Rocko out doing late shopping he should be in bed well hes home now asleep lol and he had a little nap while in the shop.


As you can see I love pringles soo much lol just joking they were on a sale.
Coke has to go in the shopping cart lol.Petshop tommorow to get Tiko seeds and maybe a new toy.


----------



## eduardo (Jan 27, 2012)

Oh, how cute is he!! With his little soccer ball flight suit , lol


----------



## TamaMoo (Jan 12, 2014)

Before I saw the caption, I was thinking Rocko must really love Pringles.  I just love his crest!


----------



## Brandon2k14 (Nov 26, 2014)

TamaMoo said:


> Before I saw the caption, I was thinking Rocko must really love Pringles.  I just love his crest!


Haha lol No Rocko dosent like pringles but he will take a little nibble.One day I was eating pizza and he jumped on the pizza tray and was eating the sauce lol and then flew back to the top of the couch and ate.I love his crest too he has it up very high he must have been excited to get out for a drive lol.


----------



## Brandon2k14 (Nov 26, 2014)

eduardo said:


> Oh, how cute is he!! With his little soccer ball flight suit , lol


Thanks Loki will be next to get a flightsuit.


----------



## TexTiel (Mar 17, 2013)

I always enjoy pics of Rocko and his adventures. I think it's great you take him so many places. He leads an interesting life that's for sure.


----------



## Brandon2k14 (Nov 26, 2014)

TexTiel said:


> I always enjoy pics of Rocko and his adventures. I think it's great you take him so many places. He leads an interesting life that's for sure.

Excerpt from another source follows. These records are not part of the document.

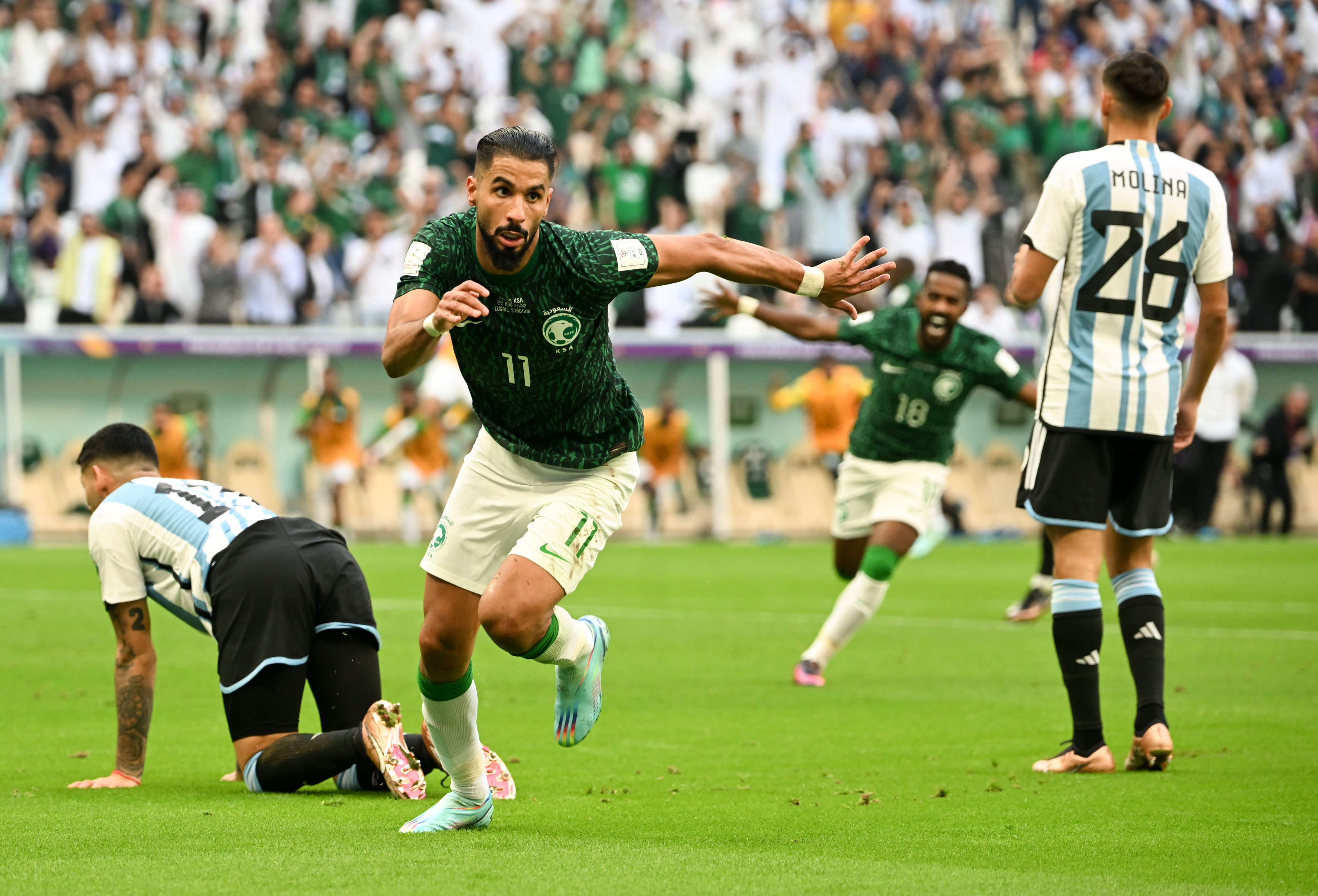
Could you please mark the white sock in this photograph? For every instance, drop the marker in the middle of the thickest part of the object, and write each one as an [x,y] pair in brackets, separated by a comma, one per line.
[409,525]
[855,607]
[575,641]
[453,728]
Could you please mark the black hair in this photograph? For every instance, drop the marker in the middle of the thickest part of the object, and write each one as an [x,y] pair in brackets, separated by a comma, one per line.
[1138,81]
[119,442]
[519,143]
[949,267]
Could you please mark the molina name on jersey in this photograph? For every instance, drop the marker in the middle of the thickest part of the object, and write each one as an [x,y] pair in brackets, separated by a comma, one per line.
[157,538]
[911,413]
[541,364]
[1135,226]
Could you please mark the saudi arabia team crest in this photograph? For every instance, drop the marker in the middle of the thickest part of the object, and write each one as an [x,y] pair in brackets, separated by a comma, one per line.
[947,387]
[562,328]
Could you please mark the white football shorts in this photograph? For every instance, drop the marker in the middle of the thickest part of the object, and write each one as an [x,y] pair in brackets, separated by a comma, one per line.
[873,492]
[554,517]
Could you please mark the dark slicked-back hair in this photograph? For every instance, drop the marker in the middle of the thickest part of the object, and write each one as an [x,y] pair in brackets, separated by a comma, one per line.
[1138,81]
[119,442]
[519,143]
[949,267]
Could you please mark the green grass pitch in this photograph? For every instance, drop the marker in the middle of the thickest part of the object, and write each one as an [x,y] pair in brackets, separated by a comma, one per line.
[710,771]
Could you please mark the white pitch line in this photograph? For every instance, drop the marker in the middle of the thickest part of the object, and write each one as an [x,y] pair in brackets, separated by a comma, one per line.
[770,617]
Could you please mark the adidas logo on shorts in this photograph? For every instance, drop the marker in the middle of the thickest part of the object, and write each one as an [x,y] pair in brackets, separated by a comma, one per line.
[1148,630]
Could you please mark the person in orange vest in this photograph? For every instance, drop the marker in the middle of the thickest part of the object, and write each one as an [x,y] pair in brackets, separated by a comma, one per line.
[662,454]
[416,426]
[173,435]
[832,394]
[330,426]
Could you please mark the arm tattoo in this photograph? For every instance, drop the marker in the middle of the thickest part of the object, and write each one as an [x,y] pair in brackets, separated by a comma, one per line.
[134,699]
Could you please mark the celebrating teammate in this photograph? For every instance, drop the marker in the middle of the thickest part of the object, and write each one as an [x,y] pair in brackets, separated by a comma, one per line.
[1135,226]
[286,604]
[895,468]
[550,474]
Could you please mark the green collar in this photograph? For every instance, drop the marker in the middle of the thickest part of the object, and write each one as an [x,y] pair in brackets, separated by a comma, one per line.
[508,280]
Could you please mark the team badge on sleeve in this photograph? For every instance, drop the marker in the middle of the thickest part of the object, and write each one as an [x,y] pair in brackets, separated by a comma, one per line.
[1009,364]
[417,254]
[632,255]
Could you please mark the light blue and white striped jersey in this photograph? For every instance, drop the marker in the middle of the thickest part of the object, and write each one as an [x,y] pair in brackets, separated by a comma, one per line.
[1135,226]
[157,538]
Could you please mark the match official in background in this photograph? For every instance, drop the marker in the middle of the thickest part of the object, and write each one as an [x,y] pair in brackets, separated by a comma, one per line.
[1135,226]
[1199,470]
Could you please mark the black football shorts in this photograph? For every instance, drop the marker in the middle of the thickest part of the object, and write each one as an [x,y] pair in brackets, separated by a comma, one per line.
[275,588]
[1087,479]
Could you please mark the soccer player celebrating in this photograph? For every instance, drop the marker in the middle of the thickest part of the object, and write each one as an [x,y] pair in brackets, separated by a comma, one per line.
[550,474]
[1135,226]
[897,466]
[285,601]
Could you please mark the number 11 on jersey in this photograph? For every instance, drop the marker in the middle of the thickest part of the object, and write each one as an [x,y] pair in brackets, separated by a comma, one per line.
[512,371]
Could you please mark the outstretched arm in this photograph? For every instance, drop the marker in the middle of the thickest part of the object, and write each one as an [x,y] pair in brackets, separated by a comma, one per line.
[810,327]
[135,694]
[744,263]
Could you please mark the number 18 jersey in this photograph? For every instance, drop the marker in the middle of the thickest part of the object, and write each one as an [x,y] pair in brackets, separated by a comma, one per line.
[1135,226]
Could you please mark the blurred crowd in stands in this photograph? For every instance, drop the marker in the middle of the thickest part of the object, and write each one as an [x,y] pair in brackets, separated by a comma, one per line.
[267,161]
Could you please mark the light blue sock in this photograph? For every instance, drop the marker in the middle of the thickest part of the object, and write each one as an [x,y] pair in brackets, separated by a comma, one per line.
[250,774]
[1075,595]
[1133,583]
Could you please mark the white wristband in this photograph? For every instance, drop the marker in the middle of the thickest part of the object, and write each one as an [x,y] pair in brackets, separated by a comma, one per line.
[429,326]
[812,282]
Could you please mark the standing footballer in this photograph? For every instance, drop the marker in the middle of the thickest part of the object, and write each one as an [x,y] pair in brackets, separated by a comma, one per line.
[897,463]
[1135,226]
[550,474]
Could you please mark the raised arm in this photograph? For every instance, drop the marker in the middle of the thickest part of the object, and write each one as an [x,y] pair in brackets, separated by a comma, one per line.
[420,319]
[815,328]
[135,694]
[744,263]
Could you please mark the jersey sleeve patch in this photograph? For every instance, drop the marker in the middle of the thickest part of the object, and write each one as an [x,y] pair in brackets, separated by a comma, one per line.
[632,255]
[417,254]
[1006,363]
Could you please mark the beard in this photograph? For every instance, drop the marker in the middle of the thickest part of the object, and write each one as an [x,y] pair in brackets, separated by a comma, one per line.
[501,256]
[938,327]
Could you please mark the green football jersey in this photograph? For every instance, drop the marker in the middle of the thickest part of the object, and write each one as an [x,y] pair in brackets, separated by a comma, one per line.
[912,411]
[541,364]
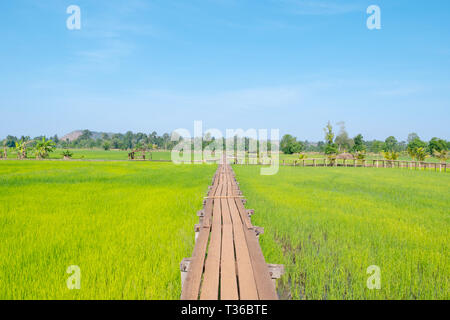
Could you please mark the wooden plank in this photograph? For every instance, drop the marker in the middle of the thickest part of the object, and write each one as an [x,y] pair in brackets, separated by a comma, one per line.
[228,282]
[210,285]
[264,284]
[191,287]
[246,278]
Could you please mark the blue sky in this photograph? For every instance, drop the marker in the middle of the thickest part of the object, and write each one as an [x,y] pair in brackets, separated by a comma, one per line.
[288,64]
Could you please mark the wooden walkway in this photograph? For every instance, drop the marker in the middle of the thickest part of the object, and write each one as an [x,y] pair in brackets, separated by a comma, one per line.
[227,262]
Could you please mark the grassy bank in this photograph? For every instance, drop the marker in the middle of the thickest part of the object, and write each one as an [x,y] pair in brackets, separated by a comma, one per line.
[327,225]
[126,225]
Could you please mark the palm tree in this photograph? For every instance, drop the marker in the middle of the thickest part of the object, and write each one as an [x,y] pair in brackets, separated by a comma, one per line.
[21,148]
[441,155]
[43,147]
[420,154]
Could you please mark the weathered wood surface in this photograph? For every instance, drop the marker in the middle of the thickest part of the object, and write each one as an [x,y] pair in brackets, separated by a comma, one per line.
[227,262]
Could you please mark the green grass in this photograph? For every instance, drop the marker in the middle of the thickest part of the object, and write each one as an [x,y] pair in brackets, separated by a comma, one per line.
[127,225]
[327,225]
[370,156]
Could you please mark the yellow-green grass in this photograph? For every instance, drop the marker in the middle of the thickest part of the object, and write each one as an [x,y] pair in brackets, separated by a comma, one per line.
[371,156]
[127,225]
[327,225]
[97,154]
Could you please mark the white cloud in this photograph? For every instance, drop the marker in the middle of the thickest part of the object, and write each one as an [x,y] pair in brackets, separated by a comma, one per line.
[319,7]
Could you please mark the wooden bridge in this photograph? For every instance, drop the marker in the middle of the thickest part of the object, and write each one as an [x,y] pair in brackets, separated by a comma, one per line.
[227,262]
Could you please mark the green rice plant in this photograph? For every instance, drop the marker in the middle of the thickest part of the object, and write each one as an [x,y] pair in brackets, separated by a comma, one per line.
[127,225]
[328,225]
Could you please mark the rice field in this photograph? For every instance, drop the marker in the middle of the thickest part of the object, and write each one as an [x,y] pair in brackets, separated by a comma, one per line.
[97,154]
[328,225]
[127,225]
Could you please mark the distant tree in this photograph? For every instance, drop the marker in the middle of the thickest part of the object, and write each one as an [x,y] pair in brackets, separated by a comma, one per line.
[390,144]
[85,135]
[342,140]
[43,148]
[437,145]
[359,145]
[22,149]
[331,148]
[441,155]
[391,155]
[290,145]
[415,148]
[412,137]
[420,154]
[67,154]
[106,145]
[11,141]
[376,146]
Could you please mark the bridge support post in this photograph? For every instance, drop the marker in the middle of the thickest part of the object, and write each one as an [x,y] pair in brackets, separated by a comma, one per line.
[275,271]
[184,267]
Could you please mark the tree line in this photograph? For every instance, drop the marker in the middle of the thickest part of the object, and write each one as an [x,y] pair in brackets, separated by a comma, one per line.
[391,148]
[126,141]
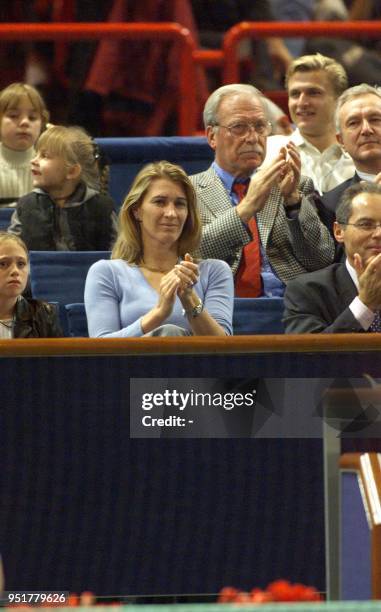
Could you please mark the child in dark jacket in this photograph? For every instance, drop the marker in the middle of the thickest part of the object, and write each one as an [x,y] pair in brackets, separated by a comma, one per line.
[21,317]
[65,211]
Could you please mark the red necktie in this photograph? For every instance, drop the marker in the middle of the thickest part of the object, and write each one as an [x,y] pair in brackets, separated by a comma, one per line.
[248,281]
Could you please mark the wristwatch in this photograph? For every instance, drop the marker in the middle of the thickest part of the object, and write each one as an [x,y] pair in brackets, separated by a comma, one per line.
[195,311]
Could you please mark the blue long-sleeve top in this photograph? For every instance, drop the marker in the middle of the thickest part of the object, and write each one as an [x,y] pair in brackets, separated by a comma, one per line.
[117,296]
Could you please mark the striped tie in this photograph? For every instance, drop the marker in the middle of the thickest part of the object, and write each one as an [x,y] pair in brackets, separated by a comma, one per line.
[376,325]
[248,282]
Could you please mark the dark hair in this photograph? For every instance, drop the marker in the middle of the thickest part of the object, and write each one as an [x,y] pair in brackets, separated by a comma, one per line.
[344,209]
[6,237]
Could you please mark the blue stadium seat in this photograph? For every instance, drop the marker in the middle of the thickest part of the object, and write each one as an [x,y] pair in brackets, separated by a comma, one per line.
[59,276]
[76,320]
[258,316]
[128,155]
[5,217]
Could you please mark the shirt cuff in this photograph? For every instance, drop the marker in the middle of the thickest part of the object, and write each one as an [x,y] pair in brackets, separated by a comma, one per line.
[362,313]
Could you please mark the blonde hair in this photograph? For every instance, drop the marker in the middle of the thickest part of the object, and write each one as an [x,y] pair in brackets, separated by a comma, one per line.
[11,96]
[5,237]
[334,71]
[75,146]
[128,245]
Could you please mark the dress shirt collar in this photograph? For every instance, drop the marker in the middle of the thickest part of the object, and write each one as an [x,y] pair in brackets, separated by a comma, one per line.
[352,273]
[227,180]
[364,176]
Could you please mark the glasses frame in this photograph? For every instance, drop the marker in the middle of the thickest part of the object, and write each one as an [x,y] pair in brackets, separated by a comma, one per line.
[362,229]
[250,125]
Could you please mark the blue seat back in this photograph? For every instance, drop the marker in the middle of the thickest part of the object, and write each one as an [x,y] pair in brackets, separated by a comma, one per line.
[128,155]
[60,276]
[5,217]
[76,320]
[258,316]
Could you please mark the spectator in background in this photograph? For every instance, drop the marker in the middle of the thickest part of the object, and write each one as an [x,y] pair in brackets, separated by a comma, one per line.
[265,228]
[138,77]
[152,285]
[65,211]
[346,296]
[314,82]
[21,317]
[23,116]
[361,58]
[358,119]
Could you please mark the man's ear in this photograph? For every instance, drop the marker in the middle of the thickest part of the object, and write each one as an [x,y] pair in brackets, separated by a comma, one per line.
[211,136]
[338,231]
[74,172]
[340,140]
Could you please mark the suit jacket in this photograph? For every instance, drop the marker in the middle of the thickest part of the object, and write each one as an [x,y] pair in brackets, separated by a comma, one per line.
[319,302]
[292,246]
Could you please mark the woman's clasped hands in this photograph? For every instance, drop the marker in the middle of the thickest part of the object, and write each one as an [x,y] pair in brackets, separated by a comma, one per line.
[178,282]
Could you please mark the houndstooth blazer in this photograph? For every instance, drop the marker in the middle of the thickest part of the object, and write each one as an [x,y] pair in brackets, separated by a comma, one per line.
[293,246]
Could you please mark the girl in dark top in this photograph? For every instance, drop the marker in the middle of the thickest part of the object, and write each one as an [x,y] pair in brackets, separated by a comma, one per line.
[65,211]
[20,317]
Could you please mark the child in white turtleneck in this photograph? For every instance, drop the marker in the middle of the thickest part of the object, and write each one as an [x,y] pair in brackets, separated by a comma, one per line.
[23,116]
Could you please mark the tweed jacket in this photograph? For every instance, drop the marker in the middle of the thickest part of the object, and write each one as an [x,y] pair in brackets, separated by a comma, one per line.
[332,198]
[293,246]
[319,302]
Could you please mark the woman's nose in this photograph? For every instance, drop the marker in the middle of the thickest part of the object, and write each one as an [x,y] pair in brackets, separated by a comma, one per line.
[170,210]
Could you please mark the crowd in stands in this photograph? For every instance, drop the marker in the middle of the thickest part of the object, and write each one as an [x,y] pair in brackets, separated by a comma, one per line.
[291,215]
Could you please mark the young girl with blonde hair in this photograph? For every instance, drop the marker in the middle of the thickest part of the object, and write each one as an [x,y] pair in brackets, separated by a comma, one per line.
[65,211]
[23,116]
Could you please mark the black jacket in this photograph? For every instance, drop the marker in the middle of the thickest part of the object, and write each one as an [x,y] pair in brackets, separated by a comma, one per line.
[319,302]
[35,319]
[87,222]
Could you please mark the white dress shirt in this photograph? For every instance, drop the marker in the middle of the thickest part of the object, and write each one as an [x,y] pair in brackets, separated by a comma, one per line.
[327,169]
[361,313]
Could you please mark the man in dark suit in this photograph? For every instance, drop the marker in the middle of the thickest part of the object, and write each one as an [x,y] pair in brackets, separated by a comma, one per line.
[273,216]
[358,121]
[345,296]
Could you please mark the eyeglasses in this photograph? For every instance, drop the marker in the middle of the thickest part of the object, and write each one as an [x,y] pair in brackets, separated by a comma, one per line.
[242,128]
[364,226]
[355,124]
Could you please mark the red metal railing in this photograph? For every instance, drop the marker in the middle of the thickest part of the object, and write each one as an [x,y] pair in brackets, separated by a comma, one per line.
[246,29]
[189,55]
[187,99]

Thanks can I ask you a question? Do you know how I can make a professional video of me training Rocko and Loki just to put up on my website to get people interested.


----------



## estypest (Jul 31, 2014)

Aww bless him on his shopping trip, he definitely has some great adventures and thanks for sharing.


----------



## Vickitiel (Oct 10, 2012)

That flight suit is too cute!!


----------



## Brandon2k14 (Nov 26, 2014)

Thanks Everyone


----------